The potential of Fe ₂ TiSn full-Heusler compounds for thermoelectric applications has been suggested theoretically, but not yet proven experimentally, due to the difficulty in obtaining reproducible, homogeneous, phase-pure and defect-free samples. In this work, we studied Fe ₂ TiSn _{1- x} Sb _x polycrystals ( x from 0 to 0.6), fabricated by high-frequency melting and long-time high-temperature annealing. We obtained fairly good phase purity, a homogeneous microstructure, and good matrix stoichiometry. Although the intrinsic p-type transport behavior is dominant, n-type charge compensation by Sb-doping is demonstrated.
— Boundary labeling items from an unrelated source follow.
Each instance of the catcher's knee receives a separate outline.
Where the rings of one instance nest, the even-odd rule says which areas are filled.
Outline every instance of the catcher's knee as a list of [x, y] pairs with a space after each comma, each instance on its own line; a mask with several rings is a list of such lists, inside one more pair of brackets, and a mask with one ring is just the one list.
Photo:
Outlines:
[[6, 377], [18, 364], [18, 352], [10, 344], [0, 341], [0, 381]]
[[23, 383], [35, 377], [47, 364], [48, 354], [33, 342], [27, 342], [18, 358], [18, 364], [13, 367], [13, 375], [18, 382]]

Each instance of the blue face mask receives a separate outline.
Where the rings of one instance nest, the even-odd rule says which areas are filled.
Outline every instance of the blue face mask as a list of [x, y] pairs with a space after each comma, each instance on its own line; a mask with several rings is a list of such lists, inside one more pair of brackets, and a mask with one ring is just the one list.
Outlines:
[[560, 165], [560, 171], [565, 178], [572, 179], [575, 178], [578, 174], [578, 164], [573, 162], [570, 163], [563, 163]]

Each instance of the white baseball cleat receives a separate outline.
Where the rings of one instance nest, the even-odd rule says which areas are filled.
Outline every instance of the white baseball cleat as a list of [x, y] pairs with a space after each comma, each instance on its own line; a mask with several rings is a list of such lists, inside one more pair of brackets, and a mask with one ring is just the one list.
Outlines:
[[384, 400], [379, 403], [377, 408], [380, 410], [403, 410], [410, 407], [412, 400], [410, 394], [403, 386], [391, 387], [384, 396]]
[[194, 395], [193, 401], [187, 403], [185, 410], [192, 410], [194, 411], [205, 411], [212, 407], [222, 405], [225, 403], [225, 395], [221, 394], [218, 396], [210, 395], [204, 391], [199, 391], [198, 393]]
Calculations of the formation energy of defects and electronic properties carried out using the density functional theory formalism reveal that charged iron vacancies V _Fe ^2- are the dominant defects responsible for the intrinsic p-type doping of Fe ₂ TiSn under all types of (except Fe-rich) growing conditions. In addition, Sb substitutions at the Sn site give rise either to Sb _Sn , Sb _Sn ¹⁺ , which are responsible for n-type doping and magnetism (Sb _Sn ) or to magnetic Sb _Sn ^1- , which act as additional p-type dopants. Our experimental data highlight good thermoelectric properties close to room temperature, with Seebeck coefficients up to 56 μV/K in the x = 0.2 sample and power factors up to 4.8 × 10 ^-4 W m ^-1 K ^-2 in the x = 0.1 sample. Our calculations indicate the appearance of a pseudogap under Ti-rich conditions and a large Sb-doping level, possibly improving further the thermoelectric properties.